Charlie Headington is a bio-diversity expert.

Charlie Headington
Bio-diversity expert and gardener profiled in Carolina Gardener, BackHome Magazine and Our State as well as appearing on local TV. Most recently Charlie co-designed, built and directed the first Edible Schoolyard in North Carolina.

  • Landscape with edible plants and herbs. Groow dwarf fruit trees and bushes, herbs, and flowers that attract beneficial insects. See Permaculture books and go to www.ediblelandscaping.com.
  • Design your own landscape to reflect your values. Be willing to be different whether in the front or backyard.
  • Build and plant a culinary herb spiral near your back door. Keep herbs handy and plentiful. See “Gaia’s Garden” for ideas. 
  • Start small, close to the house. Plant leafy greens and a few favorites. Plum and fig trees are reliable. 
  • Practice “no-till” gardening. Feed the worms and let them do the work of turning and fertilizing the soil.
  • Plant or keep a “wild” or “sacred” space for all the other creatures.The Wildlife Federation has a program or design your own. Get a hive of bees!
  • Eat from your garden during all four seasons. Grow the best food in the world all year long. Read “Four Season Harvest. 
  • Supplement your home garden with food from the farmer’s market. Local or “slow” food tastes best and supports your local economy..
  • Compost your kitchen waste and even your newspaper. Turn waste into “black gold.” You can even do it indoors with worms.
  • Sit back and enjoy the beauty and abundance of nature.

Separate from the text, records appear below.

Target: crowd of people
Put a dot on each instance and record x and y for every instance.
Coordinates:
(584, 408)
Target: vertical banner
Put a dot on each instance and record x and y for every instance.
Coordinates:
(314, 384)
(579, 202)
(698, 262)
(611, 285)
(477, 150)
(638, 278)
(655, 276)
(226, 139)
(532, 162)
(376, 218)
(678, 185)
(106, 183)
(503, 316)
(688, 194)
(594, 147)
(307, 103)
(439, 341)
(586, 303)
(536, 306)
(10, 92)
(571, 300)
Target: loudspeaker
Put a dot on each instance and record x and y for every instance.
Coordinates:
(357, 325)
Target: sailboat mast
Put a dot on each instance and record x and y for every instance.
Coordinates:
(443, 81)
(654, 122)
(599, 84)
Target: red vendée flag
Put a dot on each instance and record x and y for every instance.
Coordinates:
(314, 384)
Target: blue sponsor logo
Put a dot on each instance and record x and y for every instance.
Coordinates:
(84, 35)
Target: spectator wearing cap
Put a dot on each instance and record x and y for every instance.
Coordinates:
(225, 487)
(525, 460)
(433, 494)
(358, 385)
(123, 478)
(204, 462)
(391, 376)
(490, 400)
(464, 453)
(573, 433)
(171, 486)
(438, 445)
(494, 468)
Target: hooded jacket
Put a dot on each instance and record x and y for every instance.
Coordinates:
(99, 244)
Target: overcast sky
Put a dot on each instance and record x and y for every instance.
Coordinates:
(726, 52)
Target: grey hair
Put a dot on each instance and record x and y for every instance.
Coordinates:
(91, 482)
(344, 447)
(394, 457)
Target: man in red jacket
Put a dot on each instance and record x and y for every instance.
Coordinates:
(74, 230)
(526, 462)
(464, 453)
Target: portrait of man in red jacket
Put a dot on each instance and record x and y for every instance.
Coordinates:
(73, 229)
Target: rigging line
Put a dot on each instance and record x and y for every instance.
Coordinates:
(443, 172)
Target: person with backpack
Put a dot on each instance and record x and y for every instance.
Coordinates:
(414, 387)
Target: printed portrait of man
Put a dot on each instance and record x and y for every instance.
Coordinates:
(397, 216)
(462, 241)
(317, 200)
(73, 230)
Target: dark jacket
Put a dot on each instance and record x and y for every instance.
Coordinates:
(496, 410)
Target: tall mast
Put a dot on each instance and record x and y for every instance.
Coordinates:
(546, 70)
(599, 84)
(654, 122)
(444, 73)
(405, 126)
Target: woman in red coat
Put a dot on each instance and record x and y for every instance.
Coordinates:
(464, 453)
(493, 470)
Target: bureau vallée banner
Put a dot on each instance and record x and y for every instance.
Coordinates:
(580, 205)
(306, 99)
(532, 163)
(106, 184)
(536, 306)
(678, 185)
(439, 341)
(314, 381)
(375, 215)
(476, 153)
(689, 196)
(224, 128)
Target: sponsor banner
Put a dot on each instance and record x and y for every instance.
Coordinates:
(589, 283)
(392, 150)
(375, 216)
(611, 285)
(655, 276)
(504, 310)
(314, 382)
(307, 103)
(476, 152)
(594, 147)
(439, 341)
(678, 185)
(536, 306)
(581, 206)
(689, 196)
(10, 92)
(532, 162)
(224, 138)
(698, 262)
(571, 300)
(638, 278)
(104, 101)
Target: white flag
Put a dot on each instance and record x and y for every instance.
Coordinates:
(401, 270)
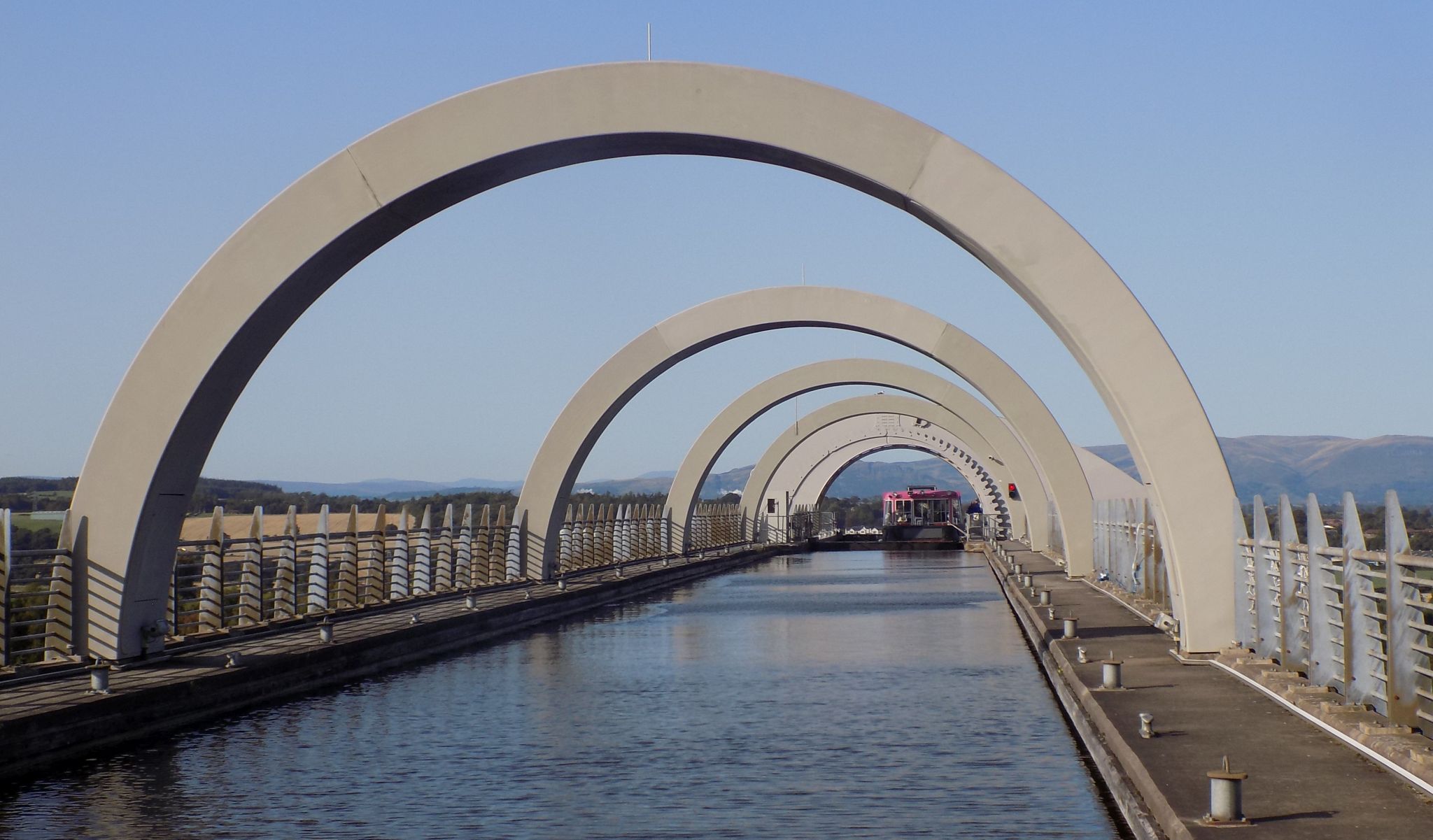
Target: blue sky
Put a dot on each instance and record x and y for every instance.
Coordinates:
(1259, 176)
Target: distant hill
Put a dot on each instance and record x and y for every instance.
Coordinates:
(1270, 465)
(1267, 465)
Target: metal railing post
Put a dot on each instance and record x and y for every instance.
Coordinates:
(1293, 592)
(1323, 660)
(6, 561)
(211, 576)
(1266, 585)
(1363, 651)
(1405, 621)
(1245, 585)
(318, 567)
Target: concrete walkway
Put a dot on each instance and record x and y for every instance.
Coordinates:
(1303, 783)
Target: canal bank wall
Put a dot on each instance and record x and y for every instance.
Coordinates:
(49, 722)
(1301, 781)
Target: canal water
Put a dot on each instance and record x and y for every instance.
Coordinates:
(846, 694)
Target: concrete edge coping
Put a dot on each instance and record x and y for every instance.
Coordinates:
(1143, 807)
(1397, 748)
(1393, 747)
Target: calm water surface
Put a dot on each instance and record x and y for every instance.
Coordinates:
(820, 696)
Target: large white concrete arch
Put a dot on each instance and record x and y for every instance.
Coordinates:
(824, 464)
(162, 420)
(619, 379)
(823, 472)
(1003, 443)
(791, 464)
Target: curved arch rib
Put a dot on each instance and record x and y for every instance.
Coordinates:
(162, 420)
(1022, 457)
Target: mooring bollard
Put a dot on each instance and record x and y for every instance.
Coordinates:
(99, 678)
(1110, 676)
(1226, 796)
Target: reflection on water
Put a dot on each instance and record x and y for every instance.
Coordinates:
(821, 696)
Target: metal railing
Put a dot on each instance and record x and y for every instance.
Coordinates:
(35, 601)
(1355, 620)
(602, 535)
(246, 581)
(1127, 549)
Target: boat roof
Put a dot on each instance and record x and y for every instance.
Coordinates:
(923, 492)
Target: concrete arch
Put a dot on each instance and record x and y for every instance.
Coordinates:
(872, 422)
(619, 379)
(172, 401)
(823, 474)
(1022, 459)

Ecological and organic gardening can take less time than you think.

Charlie is hosting an introduction to permaculture class at his home April 27. For more information email Charlie at charlie.headington@gmail.com

Mark Schicker’s farms hard to find foods.

Mark Schicker
Lucky 32 Southern Kitchen server and farmer, Shicker’s Acre

  • Start Indoors. Garden Peas can be started as early as Valentine’s Day; and by the end of the month, start summer plants indoors, that will be transplanted outdoors.
  • Sharpen tools. Now’s the time to get your shovels and shears in good working order.
  • Till. Lime and other fertilizers or soil additives need to worked into the soil now.
  • Direct seed. Start radishes and kale directly in your garden, in the coming weeks, they can tolerate the temperature swings of winter’s transition into spring.
  • Transplant. Weather permitting, transplant winter vegetables that have been started indoors, like cabbage, broccoli, and kohlrabi.

Justin Leonard
Edible Schoolyard Garden Manager and Garden Educator at the Greensboro Children’s Museum

  • Have a plan. Look up a planting calendar for our region. There’s a good one here at Southern Exposure.
  • Be mindful.  As the season progresses some of your plants might start going to seed/flowering–let them go. This is food and habitat for beneficial insects.
  • Involve the whole family in planning, planting, tending, and harvesting.
  • Invest in drip irrigation
  • Stagger planting dates for extended harvest.
  • Enjoy! Have a party in the garden!
  • Experiment.  Plant something new to you. Try an heirloom variety–the growers at the local farmer’s market often have older varieties.
  • Mulch around plants to retain soil moisture and keep weeds down.